Middle-aged Americans who lose out on lifespans
MIDDLE-AGE white Americans with limited education are increasingly dying younger than other middle-age adults in the United States, a trend driven by their dwindling economic opportunities, research by two Princeton University economists has found.
The economists, Anne Case and Angus Deaton, argue in a paper released yesterday that the loss of steady middle-income jobs for those with high school degrees or less has triggered broad problems for this group.
They are more likely than their college-educated counterparts, for example, to be unemployed, unmarried or afflicted with poor health.
“This is a story of the collapse of the white working class,” Deaton said. “The labor market has very much turned against them.”
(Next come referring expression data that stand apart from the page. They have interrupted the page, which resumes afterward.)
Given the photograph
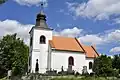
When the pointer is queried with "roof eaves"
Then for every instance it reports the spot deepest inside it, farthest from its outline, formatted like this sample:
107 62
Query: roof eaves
80 45
95 50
Those dynamics helped to fuel the rise of President Donald Trump, who won widespread support among whites with a limited education. Yet Deaton said Trump’s policies were unlikely to reverse these trends, particularly the health-care legislation that the president was championing.
“The policies that you see, seem almost perfectly designed to hurt the very people who voted for him,” Deaton said.
Case and Deaton’s paper follows up on research they released in 2015 that documented a sharp increase in mortality among middle-aged whites.
In the paper released yesterday, Case and Deaton found that men without college degrees were less likely to receive rising incomes over time, a trend “consistent with men moving to lower and lower skilled jobs ... That’s the kind of thing that can lead people to despair.”